The U.S. Court of Appeals for the District of Columbia today affirmed a decision of the U.S. Tax Court—an opinion that rejected the IRS’s position in Rev. Rul. 91-32 that a foreign partner’s capital gain from the sale of an interest in a partnership that is engaged in a U.S. trade or business is treated as gain that is effectively connected to a U.S. trade or business and therefore subject to U.S. federal income tax.
The Tax Court case was specifically referenced in the legislative history to the 2017 U.S. tax law.
The case is: Grecian Magnesite Mining, Industrial & Shipping Co., SA v. Commissioner, No. 17-1268 (D.C. Cir. June 11, 2019). Read today’s decision [PDF 174 KB] from the D.C. Circuit.
The 2017 U.S. tax law (Pub.

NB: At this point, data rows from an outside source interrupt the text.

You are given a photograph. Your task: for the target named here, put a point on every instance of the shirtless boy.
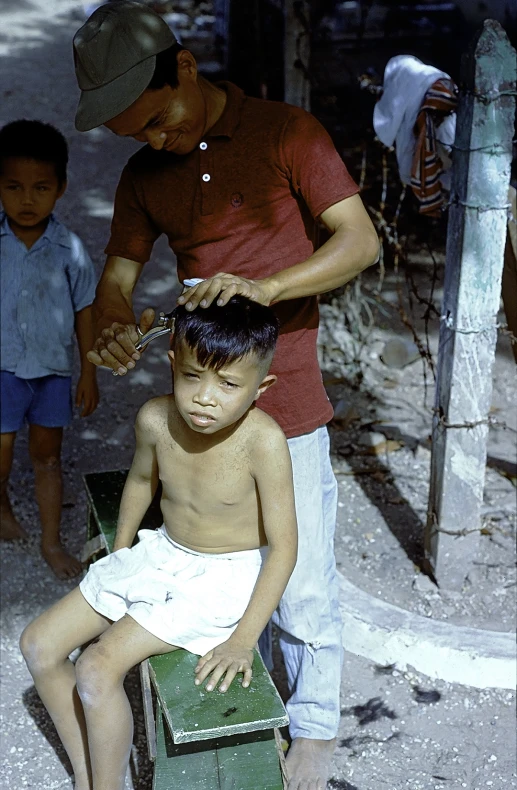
(209, 579)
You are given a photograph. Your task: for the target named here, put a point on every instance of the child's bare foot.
(308, 763)
(63, 564)
(10, 528)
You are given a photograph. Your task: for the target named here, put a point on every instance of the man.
(237, 185)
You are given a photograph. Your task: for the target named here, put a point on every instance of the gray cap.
(115, 55)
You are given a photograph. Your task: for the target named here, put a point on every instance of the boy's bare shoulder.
(155, 413)
(264, 433)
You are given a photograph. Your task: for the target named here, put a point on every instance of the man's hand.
(222, 287)
(87, 393)
(226, 659)
(115, 348)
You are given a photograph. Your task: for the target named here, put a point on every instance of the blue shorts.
(45, 401)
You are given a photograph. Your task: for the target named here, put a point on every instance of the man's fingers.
(201, 294)
(146, 320)
(227, 293)
(95, 358)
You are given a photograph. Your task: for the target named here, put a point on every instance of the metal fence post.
(472, 290)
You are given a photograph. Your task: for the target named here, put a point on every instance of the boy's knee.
(35, 650)
(50, 462)
(94, 675)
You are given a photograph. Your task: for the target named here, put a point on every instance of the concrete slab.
(388, 634)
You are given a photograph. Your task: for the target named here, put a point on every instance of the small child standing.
(47, 287)
(209, 579)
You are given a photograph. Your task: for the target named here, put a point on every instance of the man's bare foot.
(10, 528)
(308, 763)
(63, 564)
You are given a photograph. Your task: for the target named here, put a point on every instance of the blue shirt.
(41, 290)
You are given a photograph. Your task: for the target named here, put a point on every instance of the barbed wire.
(490, 420)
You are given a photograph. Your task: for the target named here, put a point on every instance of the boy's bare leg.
(308, 763)
(46, 644)
(45, 452)
(100, 675)
(10, 528)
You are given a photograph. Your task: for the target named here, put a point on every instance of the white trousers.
(308, 616)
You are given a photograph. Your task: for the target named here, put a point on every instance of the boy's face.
(210, 400)
(28, 190)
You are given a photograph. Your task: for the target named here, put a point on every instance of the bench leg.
(147, 697)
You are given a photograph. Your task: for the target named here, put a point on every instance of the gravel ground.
(397, 730)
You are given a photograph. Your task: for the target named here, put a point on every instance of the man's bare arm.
(142, 480)
(113, 317)
(352, 247)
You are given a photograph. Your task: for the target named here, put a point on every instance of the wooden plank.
(195, 714)
(248, 762)
(476, 237)
(238, 762)
(104, 491)
(191, 766)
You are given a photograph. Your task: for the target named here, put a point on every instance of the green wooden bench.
(198, 740)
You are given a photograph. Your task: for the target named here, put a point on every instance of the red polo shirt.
(245, 201)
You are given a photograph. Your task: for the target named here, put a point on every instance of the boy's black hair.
(221, 335)
(166, 68)
(35, 140)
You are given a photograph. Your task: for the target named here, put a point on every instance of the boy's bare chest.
(221, 473)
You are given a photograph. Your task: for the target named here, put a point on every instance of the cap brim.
(102, 104)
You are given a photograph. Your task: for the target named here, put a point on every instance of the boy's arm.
(273, 474)
(87, 391)
(142, 480)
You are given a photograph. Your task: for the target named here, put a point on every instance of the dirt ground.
(398, 730)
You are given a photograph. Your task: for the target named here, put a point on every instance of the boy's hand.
(226, 659)
(87, 393)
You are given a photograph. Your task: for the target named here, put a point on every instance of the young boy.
(47, 287)
(205, 580)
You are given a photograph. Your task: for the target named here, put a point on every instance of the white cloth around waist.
(185, 598)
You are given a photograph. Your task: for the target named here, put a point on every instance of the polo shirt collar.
(229, 120)
(55, 232)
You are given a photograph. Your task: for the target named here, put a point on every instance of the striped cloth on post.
(439, 101)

L. No. 115-97 or the law that is often referred to as the “Tax Cuts and Jobs Act”) amended section 864(c) to treat gain or loss on a sale of a partnership interest as effectively connected with a U.S. trade or business to the extent that a foreign corporation or foreign individual that owns the partnership interest (whether directly or indirectly through other partnerships) would have had effectively connected gain or loss had the partnership sold its underlying assets.
The 2017 tax law adopted a look-through rule somewhat similar to that provided in section 897(g) to the sale of all partnership interests—not just those that hold U.S. real property interests. Specifically, the 2017 tax law provided that gain or loss from the sale, exchange, or other disposition of a partnership interest is effectively connected with a U.S. trade or business to the extent that a partner that is a foreign individual or foreign corporation would have had effectively connected gain or loss if the partnership had sold all of its assets at fair market value on the date of the exchange.

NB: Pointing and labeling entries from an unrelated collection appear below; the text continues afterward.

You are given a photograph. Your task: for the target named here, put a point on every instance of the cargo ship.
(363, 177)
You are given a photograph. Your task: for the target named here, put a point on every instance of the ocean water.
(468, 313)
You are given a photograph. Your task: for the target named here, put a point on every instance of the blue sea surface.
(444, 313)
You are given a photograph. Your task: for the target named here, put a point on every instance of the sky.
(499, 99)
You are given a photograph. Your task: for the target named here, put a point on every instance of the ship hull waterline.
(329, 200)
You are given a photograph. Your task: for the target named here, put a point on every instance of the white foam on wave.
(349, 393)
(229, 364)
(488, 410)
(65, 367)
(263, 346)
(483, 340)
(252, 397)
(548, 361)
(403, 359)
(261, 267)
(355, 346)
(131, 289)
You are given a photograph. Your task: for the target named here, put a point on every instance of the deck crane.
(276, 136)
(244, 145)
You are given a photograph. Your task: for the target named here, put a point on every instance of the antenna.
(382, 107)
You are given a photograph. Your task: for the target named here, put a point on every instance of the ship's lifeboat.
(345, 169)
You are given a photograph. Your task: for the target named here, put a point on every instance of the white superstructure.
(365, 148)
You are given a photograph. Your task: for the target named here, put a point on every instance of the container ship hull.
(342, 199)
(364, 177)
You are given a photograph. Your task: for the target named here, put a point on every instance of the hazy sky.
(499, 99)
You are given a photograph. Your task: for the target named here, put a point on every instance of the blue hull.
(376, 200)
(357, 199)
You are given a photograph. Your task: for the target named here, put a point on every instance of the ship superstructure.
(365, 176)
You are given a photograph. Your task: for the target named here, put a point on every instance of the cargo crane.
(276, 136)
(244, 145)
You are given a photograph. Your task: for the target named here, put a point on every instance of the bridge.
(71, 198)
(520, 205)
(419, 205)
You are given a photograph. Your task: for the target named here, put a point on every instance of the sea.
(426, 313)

For this purpose, the gain or loss from the hypothetical asset sale by the partnership is allocated to interests in the partnership in the same manner as nonseparately stated items of income or loss. The amount of the gain or loss treated as effectively connected income under the provision is reduced by the amount so treated with respect to U.S. real property interests under section 897.

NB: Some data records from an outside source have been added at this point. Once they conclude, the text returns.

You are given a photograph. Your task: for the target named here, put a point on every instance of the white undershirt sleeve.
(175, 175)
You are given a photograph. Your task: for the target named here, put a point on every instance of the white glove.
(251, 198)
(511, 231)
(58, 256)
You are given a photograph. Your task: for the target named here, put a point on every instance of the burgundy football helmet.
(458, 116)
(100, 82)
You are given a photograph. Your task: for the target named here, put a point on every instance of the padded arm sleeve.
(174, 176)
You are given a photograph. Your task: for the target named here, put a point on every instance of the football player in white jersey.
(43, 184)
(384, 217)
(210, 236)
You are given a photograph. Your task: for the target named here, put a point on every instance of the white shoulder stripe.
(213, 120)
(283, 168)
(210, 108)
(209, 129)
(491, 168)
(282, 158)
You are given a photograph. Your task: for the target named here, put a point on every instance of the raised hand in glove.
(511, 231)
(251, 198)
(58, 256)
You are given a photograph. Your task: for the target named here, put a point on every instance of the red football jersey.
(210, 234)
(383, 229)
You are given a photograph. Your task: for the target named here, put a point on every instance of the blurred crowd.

While the provision applies to gain or loss from the sale, exchange, or other disposition of the partnership interest, it gives broad regulatory authority to determine the appropriate application of the provision, including to various corporate nonrecognition transactions—such as contributions, liquidations, and reorganizations.
The IRS in 1991 issued Rev. Rul. 91-32 that ruled that a foreign partner’s capital gain or loss on the sale of a partnership interest is properly treated as effectively connected with a U.S. trade or business if and to the extent that a sale of the underlying assets by the partnership would have resulted in effectively connected income for the foreign partner.
The U.S Tax Court in a July 2017 opinion refused to follow the revenue ruling in determining that a foreign partner was not subject to U.S. tax on a sale of a partnership interest (to the extent the gain was not attributable to U.S. real property interests). Rather, the Tax Court held that a foreign corporation was not subject to U.S. federal income tax on the gain that it realized upon the redemption of its interest in a U.S. domestic entity (LLC) treated as a partnership that was engaged in the conduct of a U.S. mining business (except to the extent that gain was attributable to the U.S. real property interests held by the LLC).
The D.C. Circuit today affirmed the decision of the Tax Court.